Simply put, it destroyed my ability to trust, either other human beings or even God. I have rebuilt some of that trust, and in a much more healthy way, but I am still a very deeply suspicious person now. On the positive side, because I make people prove their trustworthiness, it makes spotting cons and fakes easier.
It destroyed my ability to trust God because I thought I was following his will, thought he had worked wonders through them, and then had my life torn apart by these same people claiming to work in his name. As I told my therapist just this last week, if these people were harming others in his name, using his words in the Bible and targeting people he claims to love and that STILL wasn’t enough to get him to intervene, how could I ever trust him? The truly sad part is I want to be able to trust him, but I am going to need him to prove that he is trustworthy. Trust is earned, not owed.
It is almost impossible to read the bible, both because of the sick and twisted teachings the group had applied to various verses as well as the fact they made Bible reading such a chore.
I lost a woman who I could have married. I met her at the church I attended before. We were dating before I ever joined the group, and for awhile after that. However, she began to see some of the unhealthy aspects and decided to get out. I had a bad rebound relationship and then after that the group became very controlling of who we could date (basically no one from outside). So I spent years literally having no opportunity to date. Now that I am out, I am in my 30’s and the “dating pool” is more a stale, septic puddle. So they robbed me of companionship.
I lost friends. Friends who never joined and were either driven away by my own increased toxicity at the time, or were cut off by the increasingly isolationist policies. Even worse were friends who had joined, and were twisted into someone else by the elders’ control. After I and a few others left, those once so-called friends shunned us, not that I would trust them anymore anyway.

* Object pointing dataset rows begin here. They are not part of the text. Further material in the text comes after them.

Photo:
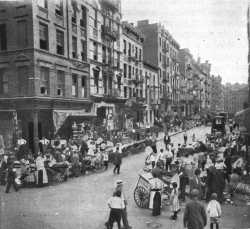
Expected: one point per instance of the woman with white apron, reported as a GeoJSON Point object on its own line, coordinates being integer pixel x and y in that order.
{"type": "Point", "coordinates": [41, 174]}
{"type": "Point", "coordinates": [155, 186]}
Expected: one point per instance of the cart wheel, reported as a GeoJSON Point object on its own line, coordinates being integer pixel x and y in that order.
{"type": "Point", "coordinates": [141, 197]}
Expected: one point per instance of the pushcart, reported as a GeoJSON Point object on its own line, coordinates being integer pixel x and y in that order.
{"type": "Point", "coordinates": [142, 192]}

What I believe has been undergoing a massive change since I left. It took a while, and even when I started I didn’t know what I was actually doing yet, but basically I have taken everything I once believed, both from the group and from my time before, taken it “out of myself” and set it on a metaphorical table. I have stripped these beliefs apart to as small of pieces as possible, and have been carefully and painstakingly examining them bit by bit. Discarding ones that are demonstrably false, reintegrating those that demonstrably have truth, and continuing to examine the rest. There are many that have been discarded, a few that have been taken back in… and quite a few that remain on that table.
Let me count the ways….
As an adult head of my household, I was not allowed to have church friends over to my house without the pastor’s permission. He refused to allow it because he said it was “dividing the baby” (a reference to Solomon). Because the people invited were of one ethnicity and I hadn’t included the pastor or his daughter, it meant I was “causing division.” Truthfully, that was the furthest thing from my mind. I simply wanted to hang out with people I had something in common with, share a meal, and relax. Instead of coming to me privately to address the issue, he preached a whole sermon about it on Sunday morning from the pulpit. That’s when I left.
Pastor would publicly berate and shame teens for riding their bikes to the library and hanging out at the library. He publicly told church people if they saw teens (by name) there, to send them home and report it to him. Supposedly they were hanging out with “worldly teens” there.
As young mothers, no matter what type of feeding, we were not allowed to feed our infants in the auditorium, because a drop of something might leak on church upholstery. Yet there was no nursery. So, to feed the babies, we had to go into the ladies bathroom and sit on the floor because there was only one chair in there and lots of young babies. Needless to say, between fussy, tired babies, feedings, and diaper changes, we’d usually all end up sitting on the bathroom floor for the better part of those 1-1 1/2 hour sermons.
Mine was letting go and the fear was overwhelming. I still feel like a misfit but I am on the mend. When I go to a different church and not UPC, I hear my pastors voice that I am wasting my time.